Efficiency is (the) Key?

Yesterday I cycled into town to get a spare mortice key cut and to buy a new watchstrap. My watch is not trendy or even good looking, but it's twelve years old and astonishingly reliable. And Chinese.  Anyway, I didn't go to any well known firm (rhymes with Timpsons), because I'd read that our local Green Party (of which I'm a not spectacularly active member), had successfully proposed an effective plan to keep open the market hall in Lancaster. Besides, I'm generally quite determined to avoid big firms and to give my small amount of business to a local person.

The friendly chap in the market had only one strap which matched my conditions: not metal, not leather.

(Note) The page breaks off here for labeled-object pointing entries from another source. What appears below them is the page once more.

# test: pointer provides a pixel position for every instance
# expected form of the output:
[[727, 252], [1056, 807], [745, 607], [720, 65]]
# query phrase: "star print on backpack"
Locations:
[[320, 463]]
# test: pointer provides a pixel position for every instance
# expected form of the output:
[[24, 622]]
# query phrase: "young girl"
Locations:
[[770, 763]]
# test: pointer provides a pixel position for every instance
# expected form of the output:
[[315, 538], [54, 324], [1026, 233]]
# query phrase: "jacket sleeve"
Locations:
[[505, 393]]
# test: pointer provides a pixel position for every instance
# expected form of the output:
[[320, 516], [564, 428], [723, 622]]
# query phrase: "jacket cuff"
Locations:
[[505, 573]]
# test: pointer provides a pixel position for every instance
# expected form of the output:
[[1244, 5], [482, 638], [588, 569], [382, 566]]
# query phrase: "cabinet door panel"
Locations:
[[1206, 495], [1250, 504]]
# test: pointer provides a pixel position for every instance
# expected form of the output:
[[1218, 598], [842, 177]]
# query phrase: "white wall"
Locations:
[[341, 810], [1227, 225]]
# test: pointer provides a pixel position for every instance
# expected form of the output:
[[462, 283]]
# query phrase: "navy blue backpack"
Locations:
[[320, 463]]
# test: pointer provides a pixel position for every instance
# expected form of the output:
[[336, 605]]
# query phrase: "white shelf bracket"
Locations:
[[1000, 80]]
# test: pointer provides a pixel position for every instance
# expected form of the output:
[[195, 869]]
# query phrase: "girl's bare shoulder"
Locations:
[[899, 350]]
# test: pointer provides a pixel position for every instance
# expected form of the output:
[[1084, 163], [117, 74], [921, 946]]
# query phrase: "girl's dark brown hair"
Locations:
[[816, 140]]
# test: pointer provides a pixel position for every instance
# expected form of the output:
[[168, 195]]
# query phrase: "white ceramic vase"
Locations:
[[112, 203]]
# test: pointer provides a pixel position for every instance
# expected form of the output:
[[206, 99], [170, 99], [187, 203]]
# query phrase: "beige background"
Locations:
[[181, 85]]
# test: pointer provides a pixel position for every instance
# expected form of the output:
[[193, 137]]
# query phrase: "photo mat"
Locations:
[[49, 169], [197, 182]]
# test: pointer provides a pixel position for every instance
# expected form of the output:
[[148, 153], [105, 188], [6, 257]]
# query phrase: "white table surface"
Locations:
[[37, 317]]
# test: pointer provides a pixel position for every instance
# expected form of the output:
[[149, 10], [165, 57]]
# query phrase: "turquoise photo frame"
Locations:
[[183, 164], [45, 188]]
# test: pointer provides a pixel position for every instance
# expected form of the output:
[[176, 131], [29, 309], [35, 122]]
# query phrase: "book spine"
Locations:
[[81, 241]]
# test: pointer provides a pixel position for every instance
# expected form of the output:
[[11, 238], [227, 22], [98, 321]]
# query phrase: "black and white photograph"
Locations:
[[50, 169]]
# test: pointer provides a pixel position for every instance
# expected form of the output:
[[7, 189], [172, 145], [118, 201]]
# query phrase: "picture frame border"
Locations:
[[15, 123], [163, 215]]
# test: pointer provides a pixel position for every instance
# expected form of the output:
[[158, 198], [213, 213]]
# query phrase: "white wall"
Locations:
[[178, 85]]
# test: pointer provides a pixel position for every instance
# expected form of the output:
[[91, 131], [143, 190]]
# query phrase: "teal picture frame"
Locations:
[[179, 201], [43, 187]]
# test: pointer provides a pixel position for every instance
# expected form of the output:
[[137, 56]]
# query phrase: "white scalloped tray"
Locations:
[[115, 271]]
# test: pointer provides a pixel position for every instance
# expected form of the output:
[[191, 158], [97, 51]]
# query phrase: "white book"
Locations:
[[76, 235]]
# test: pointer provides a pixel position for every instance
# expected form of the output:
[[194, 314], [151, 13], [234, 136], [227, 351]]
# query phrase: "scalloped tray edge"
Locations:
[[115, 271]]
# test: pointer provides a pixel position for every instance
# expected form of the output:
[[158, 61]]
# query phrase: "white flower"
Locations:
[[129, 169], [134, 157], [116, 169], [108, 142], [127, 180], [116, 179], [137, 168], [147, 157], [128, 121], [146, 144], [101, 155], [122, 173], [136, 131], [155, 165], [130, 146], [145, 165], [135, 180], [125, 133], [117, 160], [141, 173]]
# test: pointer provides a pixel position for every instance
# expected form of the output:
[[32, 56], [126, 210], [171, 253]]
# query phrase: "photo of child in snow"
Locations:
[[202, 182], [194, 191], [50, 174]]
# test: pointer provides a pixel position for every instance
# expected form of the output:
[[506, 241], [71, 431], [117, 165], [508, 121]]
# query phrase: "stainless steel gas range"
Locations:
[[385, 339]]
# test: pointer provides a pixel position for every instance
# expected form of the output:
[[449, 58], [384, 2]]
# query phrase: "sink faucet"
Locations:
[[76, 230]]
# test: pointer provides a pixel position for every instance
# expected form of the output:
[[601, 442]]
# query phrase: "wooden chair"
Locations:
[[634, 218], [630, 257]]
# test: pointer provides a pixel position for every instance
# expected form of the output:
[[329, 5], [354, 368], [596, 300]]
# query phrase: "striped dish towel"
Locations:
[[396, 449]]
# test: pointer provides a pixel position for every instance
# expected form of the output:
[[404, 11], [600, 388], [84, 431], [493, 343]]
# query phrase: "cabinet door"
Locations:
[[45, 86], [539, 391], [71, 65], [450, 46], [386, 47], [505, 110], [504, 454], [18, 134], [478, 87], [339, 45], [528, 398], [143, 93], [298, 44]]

It seems to be OK, but rather smaller than I'd've liked.

I rode home. The new key was completely useless. Well, as a key it was, although it might've made a good something else. I rode back and the woman at the stall had a go at improving my key.  I rode home. The newly modified key was completely useless. I rode back and the bloke started all over again. I rode home. The new key worked.

Now, I wasn't particularly busy and I do need the exercise, but three journeys to get one key cut? That's a long way from being efficient, isn't it. What if I'd been some poor old biddy with bad legs and no reliable neighbours to run errands for me? Not so long back I made several trips to a local bike shop after a brand new tyre had exploded at 110 psi when its limit was 120. The firm replaced the tyre free of charge, and fitted it, but refused to replace the exploded inner tube.

Is there anywhere in the world where people can get proper compensation for the inconvenience entailed in exchanging shoddy goods, or services?